LLM Evaluation Metrics

LLM Evaluation Metrics#

This tutorial focuses only on metrics commonly used in OLMES-style LLM evaluation, including:

Exact Match (EM)
F1 (token overlap / QA F1)
Recall (substring recall)
ROUGE-1 / ROUGE-2 / ROUGE-L
MC1 / MC2 (TruthfulQA-style multiple choice)
pass@k (code generation)
Ranking metrics (NDCG@k, MRR, Recall@k, MAP, win-rate)

1. Exact Match (EM)#

Definition#

Exact Match (EM) is a 0/1 metric that checks whether the predicted answer exactly equals a reference answer after normalization (typically lowercasing and whitespace cleanup).

For a single reference:

\[ \text{EM}(pred, ref) = \mathbb{1}[\text{norm}(pred) = \text{norm}(ref)] \]

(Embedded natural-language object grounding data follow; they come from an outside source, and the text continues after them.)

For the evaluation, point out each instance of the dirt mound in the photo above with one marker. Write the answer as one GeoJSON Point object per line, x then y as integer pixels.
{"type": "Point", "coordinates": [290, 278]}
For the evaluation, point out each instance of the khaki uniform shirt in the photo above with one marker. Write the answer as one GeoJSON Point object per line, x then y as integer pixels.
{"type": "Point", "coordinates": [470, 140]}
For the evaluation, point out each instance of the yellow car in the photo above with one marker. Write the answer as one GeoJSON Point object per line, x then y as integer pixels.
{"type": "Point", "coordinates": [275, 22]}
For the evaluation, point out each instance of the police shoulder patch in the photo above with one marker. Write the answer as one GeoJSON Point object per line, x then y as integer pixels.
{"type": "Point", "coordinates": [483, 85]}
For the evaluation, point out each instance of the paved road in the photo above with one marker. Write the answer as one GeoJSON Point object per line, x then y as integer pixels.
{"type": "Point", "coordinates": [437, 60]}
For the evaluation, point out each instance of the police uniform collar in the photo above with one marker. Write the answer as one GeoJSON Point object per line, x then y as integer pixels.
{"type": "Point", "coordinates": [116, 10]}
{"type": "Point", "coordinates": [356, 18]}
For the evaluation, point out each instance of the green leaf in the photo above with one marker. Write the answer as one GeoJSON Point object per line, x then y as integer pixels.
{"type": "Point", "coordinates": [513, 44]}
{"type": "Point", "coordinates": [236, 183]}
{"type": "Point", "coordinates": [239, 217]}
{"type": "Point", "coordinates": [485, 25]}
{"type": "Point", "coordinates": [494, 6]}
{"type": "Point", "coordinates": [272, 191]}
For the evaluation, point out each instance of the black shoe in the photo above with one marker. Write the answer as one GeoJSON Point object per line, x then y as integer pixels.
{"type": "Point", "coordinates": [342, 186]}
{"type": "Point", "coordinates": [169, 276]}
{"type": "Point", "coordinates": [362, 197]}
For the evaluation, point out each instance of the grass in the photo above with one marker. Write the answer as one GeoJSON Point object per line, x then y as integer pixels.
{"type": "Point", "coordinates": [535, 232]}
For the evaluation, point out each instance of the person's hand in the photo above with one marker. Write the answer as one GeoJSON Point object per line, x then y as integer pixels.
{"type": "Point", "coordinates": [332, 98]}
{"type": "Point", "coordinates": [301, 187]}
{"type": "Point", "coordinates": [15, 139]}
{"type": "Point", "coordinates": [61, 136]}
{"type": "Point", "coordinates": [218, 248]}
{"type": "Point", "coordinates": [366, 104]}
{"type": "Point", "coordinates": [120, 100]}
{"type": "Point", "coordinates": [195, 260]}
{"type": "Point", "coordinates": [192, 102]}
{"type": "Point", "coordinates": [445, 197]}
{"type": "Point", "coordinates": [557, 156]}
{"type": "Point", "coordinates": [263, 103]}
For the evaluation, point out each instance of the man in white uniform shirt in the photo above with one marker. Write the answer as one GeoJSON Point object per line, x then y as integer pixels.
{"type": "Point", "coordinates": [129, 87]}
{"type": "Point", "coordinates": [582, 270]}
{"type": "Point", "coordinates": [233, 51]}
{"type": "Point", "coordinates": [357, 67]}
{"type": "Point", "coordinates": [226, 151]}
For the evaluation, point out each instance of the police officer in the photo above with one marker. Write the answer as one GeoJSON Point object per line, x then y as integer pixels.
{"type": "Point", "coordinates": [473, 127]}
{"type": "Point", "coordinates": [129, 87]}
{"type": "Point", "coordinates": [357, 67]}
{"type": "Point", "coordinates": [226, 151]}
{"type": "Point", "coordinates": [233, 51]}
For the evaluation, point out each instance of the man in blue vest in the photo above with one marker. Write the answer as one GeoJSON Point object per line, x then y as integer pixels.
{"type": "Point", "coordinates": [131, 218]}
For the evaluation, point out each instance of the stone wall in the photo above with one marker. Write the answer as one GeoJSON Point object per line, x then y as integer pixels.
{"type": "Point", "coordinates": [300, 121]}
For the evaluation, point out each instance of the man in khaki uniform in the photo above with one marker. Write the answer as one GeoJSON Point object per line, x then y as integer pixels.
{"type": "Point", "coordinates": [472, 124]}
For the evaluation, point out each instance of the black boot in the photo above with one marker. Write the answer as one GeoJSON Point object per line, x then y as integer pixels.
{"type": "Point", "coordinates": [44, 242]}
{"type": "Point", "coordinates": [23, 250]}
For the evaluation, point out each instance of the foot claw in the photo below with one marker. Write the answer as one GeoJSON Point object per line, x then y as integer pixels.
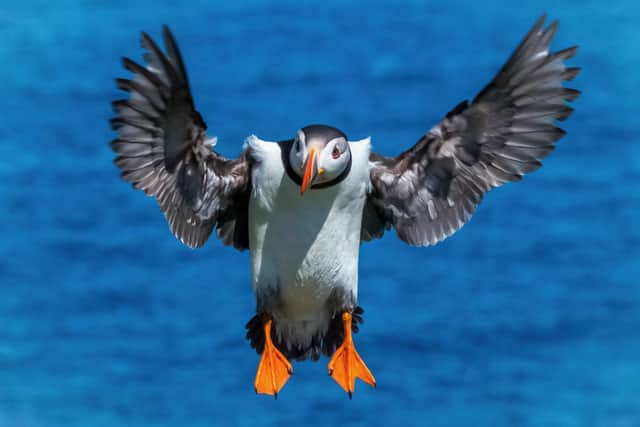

For multiple valid references \(refs=\{ref_1,\dots,ref_m\}\), a common rule is max over references:

\[ \text{EM}(pred, refs) = \max_{j\in\{1..m\}} \mathbb{1}[\text{norm}(pred)=\text{norm}(ref_j)] \]

Worked example#

References:

"New York City"
"NYC"

Prediction: "nyc"

After case normalization: "NYC" matches →

\[ \text{EM} = 1 \]

2. QA Token-overlap F1 (SQuAD-style F1)#

Definition#

This metric measures partial correctness by token overlap between the predicted answer and the reference.

Tokenize (usually after normalization):

prediction tokens: \(P\)
reference tokens: \(G\)

Let \(|P|\) be #pred tokens, \(|G|\) be #gold tokens, and \(|P\cap G|\) be # of overlapping tokens (with multiplicity if using bags/multisets).

\[ \text{Precision} = \frac{|P\cap G|}{|P|}, \quad \text{Recall} = \frac{|P\cap G|}{|G|} \]

\[ \text{F1} = \frac{2\cdot \text{Precision}\cdot \text{Recall}}{\text{Precision}+\text{Recall}} \]

As with EM, for multiple references, many QA benchmarks use:

\[ \text{F1}(pred, refs) = \max_{ref\in refs} \text{F1}(pred, ref) \]

Worked example#

Reference: "the cat sat" → tokens = [the, cat, sat]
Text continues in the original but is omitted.